Prior to the procedure, cells were cultured to 70%–80% confluence, then serum deprived overnight. Next the effects of hypoxia on oxidative and ER stress in primary cultured cells were investigated under low oxygen (1% O2) for 12 h. Where indicated, cells were pretreated with 1 μM GW4064 or 1 μM 6-ECDCA for 4 h prior to hypoxia treatment. For the RNA interference experiment, cells were pretreated with Nrf2 or FXR siRNA (100 nM) for 24 hours before exposure to hypoxia.

Isolation of RNA from kidney tissue and cells and quantification of transcript levels

Total RNA was prepared using Trizol (Invitrogen, CA, USA). The mRNA was quantified based on absorbance at 260 nm. After DNAse (Promega) treatment, 2 μg total RNA was reverse transcribed using oligo-dT priming and Superscript II (Invitrogen). First-strand complementary DNA was used as the template for real-time polymerase chain reaction analysis with TaqMan master mix and primers (Applied Biosystems, CA, USA).
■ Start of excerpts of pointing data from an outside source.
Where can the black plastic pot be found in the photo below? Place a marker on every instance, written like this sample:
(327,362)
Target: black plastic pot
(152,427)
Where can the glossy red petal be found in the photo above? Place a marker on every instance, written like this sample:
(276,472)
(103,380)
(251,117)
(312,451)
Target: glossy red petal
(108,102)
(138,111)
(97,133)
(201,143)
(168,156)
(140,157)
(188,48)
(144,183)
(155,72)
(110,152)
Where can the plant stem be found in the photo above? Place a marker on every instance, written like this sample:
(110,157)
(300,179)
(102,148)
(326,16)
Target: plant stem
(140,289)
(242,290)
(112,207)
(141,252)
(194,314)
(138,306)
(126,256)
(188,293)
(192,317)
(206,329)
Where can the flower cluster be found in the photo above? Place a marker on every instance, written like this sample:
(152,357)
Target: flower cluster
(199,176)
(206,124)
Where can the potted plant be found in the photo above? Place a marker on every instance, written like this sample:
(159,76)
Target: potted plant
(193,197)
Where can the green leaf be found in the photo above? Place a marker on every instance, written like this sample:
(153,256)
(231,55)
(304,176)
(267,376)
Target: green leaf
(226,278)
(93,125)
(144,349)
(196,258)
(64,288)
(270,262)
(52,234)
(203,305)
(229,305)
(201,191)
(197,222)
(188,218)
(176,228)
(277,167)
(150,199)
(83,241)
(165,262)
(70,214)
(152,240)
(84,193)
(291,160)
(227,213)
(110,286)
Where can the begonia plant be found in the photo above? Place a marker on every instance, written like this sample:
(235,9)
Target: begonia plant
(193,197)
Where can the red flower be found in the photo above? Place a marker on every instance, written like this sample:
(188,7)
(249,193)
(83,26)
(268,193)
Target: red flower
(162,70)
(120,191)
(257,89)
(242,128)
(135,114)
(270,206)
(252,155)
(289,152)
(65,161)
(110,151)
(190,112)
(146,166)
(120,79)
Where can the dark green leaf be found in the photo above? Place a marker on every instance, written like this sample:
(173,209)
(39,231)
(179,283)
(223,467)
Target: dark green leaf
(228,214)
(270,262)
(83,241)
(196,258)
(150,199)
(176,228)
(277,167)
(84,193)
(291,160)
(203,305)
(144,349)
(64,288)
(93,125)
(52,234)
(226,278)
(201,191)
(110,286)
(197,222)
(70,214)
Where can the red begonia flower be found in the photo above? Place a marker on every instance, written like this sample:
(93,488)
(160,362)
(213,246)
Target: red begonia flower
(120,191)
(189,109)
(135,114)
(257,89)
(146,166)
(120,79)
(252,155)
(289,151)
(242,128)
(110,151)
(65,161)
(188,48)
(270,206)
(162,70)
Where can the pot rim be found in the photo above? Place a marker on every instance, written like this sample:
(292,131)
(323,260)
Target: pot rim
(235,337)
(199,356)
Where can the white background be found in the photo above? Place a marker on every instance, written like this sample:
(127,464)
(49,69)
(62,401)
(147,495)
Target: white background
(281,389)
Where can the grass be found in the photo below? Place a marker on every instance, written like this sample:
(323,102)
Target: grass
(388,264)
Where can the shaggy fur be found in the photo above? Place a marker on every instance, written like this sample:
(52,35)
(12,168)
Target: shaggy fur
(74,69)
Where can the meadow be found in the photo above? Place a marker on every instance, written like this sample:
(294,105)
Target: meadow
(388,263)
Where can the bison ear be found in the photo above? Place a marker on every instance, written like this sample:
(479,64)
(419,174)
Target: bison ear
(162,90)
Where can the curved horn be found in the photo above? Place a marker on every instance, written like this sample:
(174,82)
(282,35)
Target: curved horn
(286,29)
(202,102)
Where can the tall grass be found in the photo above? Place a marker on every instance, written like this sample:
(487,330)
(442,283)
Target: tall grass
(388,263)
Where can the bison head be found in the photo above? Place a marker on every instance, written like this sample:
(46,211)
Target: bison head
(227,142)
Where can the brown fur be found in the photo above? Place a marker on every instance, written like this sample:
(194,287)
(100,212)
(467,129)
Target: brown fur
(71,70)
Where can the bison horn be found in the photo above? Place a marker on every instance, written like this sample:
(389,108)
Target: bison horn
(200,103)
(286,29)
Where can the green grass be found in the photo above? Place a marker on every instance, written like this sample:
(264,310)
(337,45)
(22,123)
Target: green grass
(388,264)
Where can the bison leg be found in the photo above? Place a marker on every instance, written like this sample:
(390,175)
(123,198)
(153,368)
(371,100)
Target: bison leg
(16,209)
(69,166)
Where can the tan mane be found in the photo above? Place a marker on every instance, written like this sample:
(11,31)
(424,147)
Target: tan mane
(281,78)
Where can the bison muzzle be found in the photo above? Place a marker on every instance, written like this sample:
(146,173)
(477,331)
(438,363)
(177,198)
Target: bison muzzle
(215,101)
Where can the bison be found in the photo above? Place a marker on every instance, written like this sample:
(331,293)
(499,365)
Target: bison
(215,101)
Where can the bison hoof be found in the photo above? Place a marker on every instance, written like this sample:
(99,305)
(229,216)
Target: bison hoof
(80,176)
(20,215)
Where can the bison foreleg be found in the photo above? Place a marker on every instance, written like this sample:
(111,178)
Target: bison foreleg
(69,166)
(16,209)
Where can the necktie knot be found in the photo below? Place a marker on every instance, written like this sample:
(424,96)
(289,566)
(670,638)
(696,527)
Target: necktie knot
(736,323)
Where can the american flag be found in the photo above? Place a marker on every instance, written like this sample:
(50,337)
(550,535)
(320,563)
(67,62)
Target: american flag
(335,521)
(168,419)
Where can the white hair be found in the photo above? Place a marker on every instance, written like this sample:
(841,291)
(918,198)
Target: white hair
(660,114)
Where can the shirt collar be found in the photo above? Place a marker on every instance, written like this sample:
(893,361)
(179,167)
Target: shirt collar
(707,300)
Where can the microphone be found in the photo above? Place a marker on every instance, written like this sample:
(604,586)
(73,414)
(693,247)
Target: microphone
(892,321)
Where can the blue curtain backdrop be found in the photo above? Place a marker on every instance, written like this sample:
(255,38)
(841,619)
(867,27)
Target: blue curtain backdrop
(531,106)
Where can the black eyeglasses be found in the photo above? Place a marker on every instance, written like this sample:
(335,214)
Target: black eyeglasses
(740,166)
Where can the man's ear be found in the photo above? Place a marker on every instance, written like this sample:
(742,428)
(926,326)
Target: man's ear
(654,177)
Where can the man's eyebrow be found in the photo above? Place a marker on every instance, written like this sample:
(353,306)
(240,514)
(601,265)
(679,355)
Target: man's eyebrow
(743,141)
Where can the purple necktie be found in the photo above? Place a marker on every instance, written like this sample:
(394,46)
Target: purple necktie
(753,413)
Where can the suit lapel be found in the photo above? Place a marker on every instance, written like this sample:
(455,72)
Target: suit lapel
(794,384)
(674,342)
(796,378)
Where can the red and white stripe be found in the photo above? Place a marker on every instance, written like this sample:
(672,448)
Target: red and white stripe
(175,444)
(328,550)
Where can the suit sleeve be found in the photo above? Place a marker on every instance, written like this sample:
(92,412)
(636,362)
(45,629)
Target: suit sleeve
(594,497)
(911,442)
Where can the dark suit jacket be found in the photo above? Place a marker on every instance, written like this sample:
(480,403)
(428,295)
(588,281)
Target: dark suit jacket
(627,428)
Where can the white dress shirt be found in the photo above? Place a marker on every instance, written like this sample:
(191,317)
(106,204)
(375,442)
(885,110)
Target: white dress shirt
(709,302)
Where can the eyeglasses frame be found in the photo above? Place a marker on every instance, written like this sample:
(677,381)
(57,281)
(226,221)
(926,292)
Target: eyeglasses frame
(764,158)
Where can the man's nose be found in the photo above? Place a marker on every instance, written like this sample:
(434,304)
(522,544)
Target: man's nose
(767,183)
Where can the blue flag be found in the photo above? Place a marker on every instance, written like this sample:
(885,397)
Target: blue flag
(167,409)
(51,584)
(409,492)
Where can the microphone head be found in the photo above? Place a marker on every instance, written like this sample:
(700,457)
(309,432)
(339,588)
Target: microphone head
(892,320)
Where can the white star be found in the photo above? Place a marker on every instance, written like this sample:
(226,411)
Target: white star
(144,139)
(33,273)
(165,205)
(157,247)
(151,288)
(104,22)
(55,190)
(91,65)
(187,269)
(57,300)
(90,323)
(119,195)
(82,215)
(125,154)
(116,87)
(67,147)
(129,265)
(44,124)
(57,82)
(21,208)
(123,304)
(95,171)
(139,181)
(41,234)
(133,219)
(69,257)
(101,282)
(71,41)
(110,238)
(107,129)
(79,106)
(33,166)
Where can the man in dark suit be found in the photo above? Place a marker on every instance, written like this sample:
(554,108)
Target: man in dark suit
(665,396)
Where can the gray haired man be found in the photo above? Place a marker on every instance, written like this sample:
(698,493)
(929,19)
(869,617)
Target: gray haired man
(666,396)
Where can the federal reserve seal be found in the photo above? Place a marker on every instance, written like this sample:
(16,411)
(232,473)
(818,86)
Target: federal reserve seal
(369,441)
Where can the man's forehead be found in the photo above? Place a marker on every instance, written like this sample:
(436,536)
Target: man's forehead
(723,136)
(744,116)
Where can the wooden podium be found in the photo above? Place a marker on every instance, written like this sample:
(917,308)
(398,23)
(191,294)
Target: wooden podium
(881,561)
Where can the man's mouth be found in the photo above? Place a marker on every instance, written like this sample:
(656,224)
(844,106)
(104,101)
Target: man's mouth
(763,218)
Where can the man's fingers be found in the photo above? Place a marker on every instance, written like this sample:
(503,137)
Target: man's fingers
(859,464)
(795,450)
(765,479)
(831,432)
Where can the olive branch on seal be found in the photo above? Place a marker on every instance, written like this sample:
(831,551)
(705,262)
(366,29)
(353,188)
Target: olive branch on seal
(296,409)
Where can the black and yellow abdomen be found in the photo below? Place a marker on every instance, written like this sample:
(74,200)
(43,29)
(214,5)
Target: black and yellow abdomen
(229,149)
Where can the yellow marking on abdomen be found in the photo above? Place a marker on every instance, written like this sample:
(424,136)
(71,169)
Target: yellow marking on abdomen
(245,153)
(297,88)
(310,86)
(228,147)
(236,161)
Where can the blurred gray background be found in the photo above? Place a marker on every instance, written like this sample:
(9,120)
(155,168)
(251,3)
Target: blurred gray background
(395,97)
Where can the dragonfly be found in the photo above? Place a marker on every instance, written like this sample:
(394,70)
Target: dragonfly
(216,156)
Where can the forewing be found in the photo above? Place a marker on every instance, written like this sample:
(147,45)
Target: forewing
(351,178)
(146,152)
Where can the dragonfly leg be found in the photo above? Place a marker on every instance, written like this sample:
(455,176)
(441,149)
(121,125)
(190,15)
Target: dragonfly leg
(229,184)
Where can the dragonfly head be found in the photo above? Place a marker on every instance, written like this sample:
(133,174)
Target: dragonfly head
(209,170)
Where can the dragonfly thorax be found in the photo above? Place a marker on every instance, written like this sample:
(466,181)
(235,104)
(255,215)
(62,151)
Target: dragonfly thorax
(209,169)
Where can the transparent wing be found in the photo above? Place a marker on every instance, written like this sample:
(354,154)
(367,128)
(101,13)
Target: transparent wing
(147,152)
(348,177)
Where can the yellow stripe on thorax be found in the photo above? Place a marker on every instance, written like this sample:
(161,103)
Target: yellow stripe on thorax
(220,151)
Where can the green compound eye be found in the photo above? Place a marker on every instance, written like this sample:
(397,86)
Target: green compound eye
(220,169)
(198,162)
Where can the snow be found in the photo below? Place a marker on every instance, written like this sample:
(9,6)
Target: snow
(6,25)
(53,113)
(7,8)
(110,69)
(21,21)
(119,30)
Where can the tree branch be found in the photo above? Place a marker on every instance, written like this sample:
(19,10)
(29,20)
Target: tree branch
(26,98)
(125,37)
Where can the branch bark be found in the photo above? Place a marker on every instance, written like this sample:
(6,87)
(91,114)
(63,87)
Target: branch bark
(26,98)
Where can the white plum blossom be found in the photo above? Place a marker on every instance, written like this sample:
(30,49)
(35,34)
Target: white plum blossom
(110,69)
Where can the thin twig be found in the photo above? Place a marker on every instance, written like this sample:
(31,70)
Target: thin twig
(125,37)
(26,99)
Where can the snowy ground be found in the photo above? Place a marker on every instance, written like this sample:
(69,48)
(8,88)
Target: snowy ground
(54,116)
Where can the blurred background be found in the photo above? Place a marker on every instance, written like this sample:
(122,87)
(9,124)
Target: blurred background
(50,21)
Transcript levels, determined in two independent complementary DNA preparations, were calculated and expressed relative to levels of RNA for the housekeeping gene villin.

Western blotting

Protein lysates (20 μg protein) of kidney tissue or cells were separated by SDS-PAGE and blotted on polyvinylidene difluoride membranes (Millipore). The membranes were incubated overnight at 4 °C with the respective primary antibodies and secondary antibodies accordingly. Staining was then developed using the ECL Plus detection system (Amersham Biosciences, Little Chalfont, UK). The antibody against villin was from Chemicom (MAB1639a, Toronto, Canada), anti-tubulin (T6074) was from Sigma-Aldrich (Buchs, Switzerland), anti-Grp78 (ab21685) was from Abcam, anti-ICAM (sc-1511), anti-FXR (sc-13063) and anti-Nrf2 (sc-722) were from Santa Cruz and anti-SDHA (#11998) and anti- cleaved caspase 3 (#9661) were from CellSignaling (Danvers, MA, USA).

Study approval

All animal experiments conformed to both Swiss and Chinese animal protection laws and were approved by the Scientific Animal Study Committee of Shandong University, Jinan, China (study number 2015064). The human study was conducted according to the Declaration of Helsinki guidelines regarding ethical principles for medical research involving human subjects. All patients provided written informed consent and the study protocol was approved by the Scientific Ethical Committee of Shandong University, Jinan, China, where the patients were based (license number SDU2007011 and SDU2015033).

Statistics

Data are expressed as means ± SEM. For data relating to baseline characteristics and histological analysis, groups were compared by one-way ANOVA followed by Bonferroni’s test. For data relating to demographics and clinical characteristics, groups were compared by one-way ANOVA followed by Bonferroni’s test or by Mann–Whitney U test. Statistical analyses were performed using GraphPad software (CA, USA).